Intravascular ultrasound (IVUS) is the only commercially available clinical technique providing real-time cross-sectional images of the coronary artery in patients . IVUS provides information on the severity of the stenosis and the remaining free luminal area. Furthermore, calcified and non-calcified plaque components can be identified. Although many investigators studied the value of IVUS to identify the plaque composition, identification of fibrous and fatty plaque components remains limited [31, 32]. IVUS radiofrequency (RF)-based tissue identification strategies appear to have better performance [32, 33]. However, none of them is yet capable of providing sufficient spatial and parametric resolution to identify a lipid pool covered by a thin fibrous cap.
Identification of different plaque components is of crucial importance to detect the vulnerable plaque since these are characterized by an eccentric plaque with a large lipid pool shielded from the lumen by a thin fibrous cap [13, 34]. Inflammation of the cap by macrophages further increases the vulnerability of these plaques . The mechanical properties of fibrous and fatty plaque components are different [36-38]. Furthermore, fibrous caps with inflammation by macrophages are weaker than caps without inflammation .
The stress that is applied on an artery by the pulsating blood pressure must balance the circumferentially directed load integrated over the whole arterial wall. To maintain the connection between mechanically different tissue structures (like soft lipid pools and stiff fibrous caps) during arterial deformation, relatively soft regions will therefore carry only a fraction of the total circumferential load and the surrounding stiffer material a greater portion [40, 41]. This mechanism causes circumferential stress concentrations in and around the stiff cap, which will rupture if the cap is unable to withstand this stress. This increased circumferential stress will result in an increased radial deformation (strain) of the tissue due to the incompressibility of the material. Therefore, methods that are capable of measuring the radial strain provide information about plaques that may influence clinical decision-making.

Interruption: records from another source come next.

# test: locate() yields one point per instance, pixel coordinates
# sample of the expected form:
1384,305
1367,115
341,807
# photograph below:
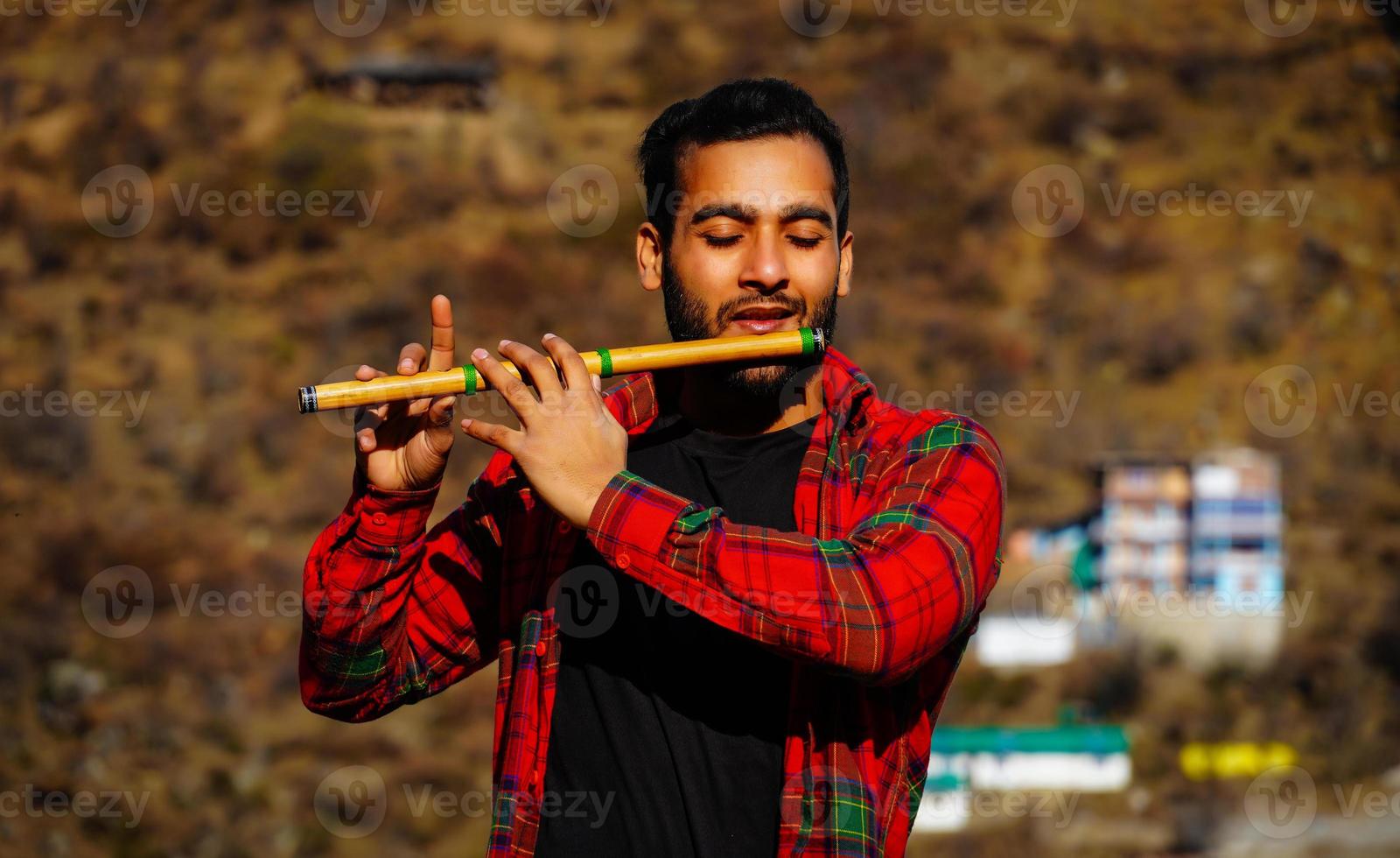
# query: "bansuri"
604,362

In 1991, Ophir et al.  proposed a method to measure the elasticity (strain and modulus) of biological tissues using ultrasound. The tissue was deformed by externally applying a stress on it. Different strain values were found in tissues with different material properties. Implementing this method for intravascular purposes has potential to identify the vulnerable plaque by (i) identification of elastically different plaque components and (ii) detection of high radial strain/circumferential stress regions.

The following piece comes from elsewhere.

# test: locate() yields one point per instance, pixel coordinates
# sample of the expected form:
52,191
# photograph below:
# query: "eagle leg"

This chapter discusses the technique behind the method for and the validation of IVUS strain elastography, which is differentiated into IVUS strain elastography/palpography when the strain is imaged and IVUS modulus elas-tography when the modulus is imaged.
In 1991, Ophir and colleagues [42, 43] developed an elasticity imaging technique called elastography, which is based on (quasi-)static deformation of a linear elastic, isotropic material. The tissue under inspection is deformed by applying stress (i.e., force normalized by area) on a part of its boundary. The resulting distribution of strain (i.e., length of a small block of tissue after deformation, divided by its length before deformation) depends upon (i) the distribution of the tissue's material properties (Young's modulus and Poisson's ratio) and (ii) the displacement or stress conditions on the remaining tissue boundaries. The Young's modulus E [kPa] is a material property, which can be interpreted as the ratio between the normal stress S [kPa] (tensile or compressive) enforced upon a small block of tissue and its resulting strain (elongation or compression). The Poisson's ratio is also a material property and it quantifies a material's local volumetric compressibility. The resulting strain is determined, directly or indirectly using displacement, with ultrasound using two pairs of ultrasound signals, one signal obtained before and the other after deformation . The method was initially developed for detection and characterization of tumors in breast. Nowadays, this principle is also applied to many other biological objects , including prostate, kidney, liver, myocardium, skin, coronary artery and superficial arteries.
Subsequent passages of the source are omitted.